By "seems inefficient", do you mean the code looks inefficient to you or that you've measured and found it too slow for you purposes?

Your method takes O(n) steps where n is the length of the longest word in your input. That's pretty fast unless your words have the size of DNA strings.

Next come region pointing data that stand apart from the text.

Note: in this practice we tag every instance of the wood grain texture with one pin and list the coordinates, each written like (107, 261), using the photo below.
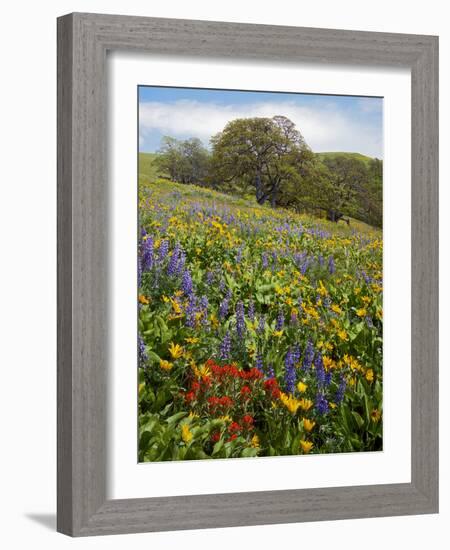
(83, 206)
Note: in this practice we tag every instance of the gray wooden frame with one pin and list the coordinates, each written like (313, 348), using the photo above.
(83, 41)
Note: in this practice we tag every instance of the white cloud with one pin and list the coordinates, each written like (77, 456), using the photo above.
(324, 128)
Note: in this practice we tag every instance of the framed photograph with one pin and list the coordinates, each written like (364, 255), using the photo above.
(247, 274)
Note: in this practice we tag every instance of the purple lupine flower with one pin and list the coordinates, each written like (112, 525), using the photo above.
(290, 373)
(191, 310)
(147, 253)
(320, 370)
(163, 250)
(366, 277)
(261, 324)
(259, 362)
(223, 307)
(143, 358)
(186, 283)
(181, 263)
(139, 271)
(280, 321)
(321, 403)
(331, 265)
(240, 319)
(221, 285)
(203, 307)
(341, 390)
(173, 262)
(308, 356)
(225, 347)
(251, 310)
(296, 352)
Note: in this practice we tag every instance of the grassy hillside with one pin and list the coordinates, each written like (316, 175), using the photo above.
(149, 177)
(147, 170)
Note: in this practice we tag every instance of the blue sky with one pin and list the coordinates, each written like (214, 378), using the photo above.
(327, 122)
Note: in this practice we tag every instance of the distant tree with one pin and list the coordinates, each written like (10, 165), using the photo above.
(347, 177)
(186, 161)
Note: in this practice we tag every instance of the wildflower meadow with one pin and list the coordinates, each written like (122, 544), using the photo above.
(260, 328)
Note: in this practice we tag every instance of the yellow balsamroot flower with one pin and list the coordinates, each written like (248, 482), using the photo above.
(305, 404)
(143, 299)
(308, 424)
(369, 375)
(165, 365)
(290, 402)
(375, 415)
(186, 434)
(175, 350)
(306, 445)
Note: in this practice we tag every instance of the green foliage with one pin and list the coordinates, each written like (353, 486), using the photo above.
(193, 404)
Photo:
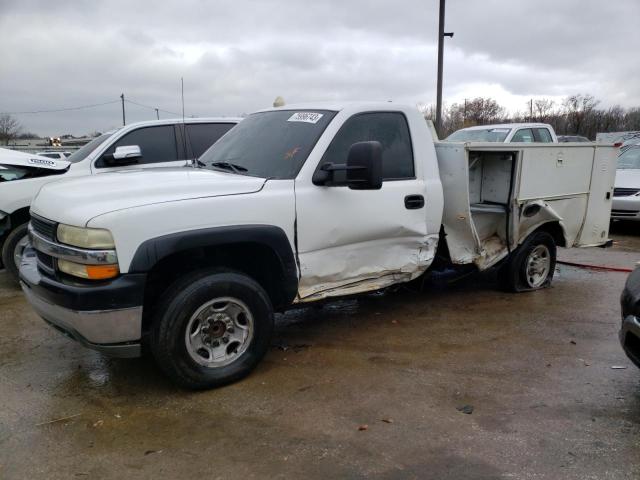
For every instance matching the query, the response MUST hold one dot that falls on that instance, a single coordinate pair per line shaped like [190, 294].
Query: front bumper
[106, 317]
[626, 208]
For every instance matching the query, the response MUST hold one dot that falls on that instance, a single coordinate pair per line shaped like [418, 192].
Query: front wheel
[531, 266]
[13, 248]
[211, 329]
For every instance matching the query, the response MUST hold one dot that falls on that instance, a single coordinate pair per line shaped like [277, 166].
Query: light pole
[441, 35]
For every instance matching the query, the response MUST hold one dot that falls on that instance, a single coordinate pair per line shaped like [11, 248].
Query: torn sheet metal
[333, 275]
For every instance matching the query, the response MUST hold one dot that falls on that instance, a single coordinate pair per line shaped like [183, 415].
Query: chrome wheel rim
[219, 332]
[19, 250]
[538, 266]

A faster method, for some datasets, would be to use an index of word start and end positions. An binary search tree storing intervals would fit this bill, but at the expense of O(lg N) retrieval time, where N is the number of words in your input. Probably not worth it.

2
Richard Pennington On
#include <ctype.h>

...
// Other definitions from above.
char *p = word;
char *q = text + caret;
while(q >= text && !isblank(*q)) {
   q--;
}
if (q < text) q++; // All non-blanks.
while (*q && !isblank(*q)) {
   *p++ = *q++;
}
*p = '\0';
// word now has nul terminated non-blank characters, p points to EOL or blanks.
1
CygnusX1 On

I think it is an efficient approach. I would just suggest checking if the character is a letter, rather than if it is not a space:

while(caret > 0 && ((text[caret]>='A' && text[caret]<='Z') || (text[caret]>='a' && text[caret]<='z')))

This will catch other cases, e.g. when word is terminated by a dot, a digit, a bracket etc.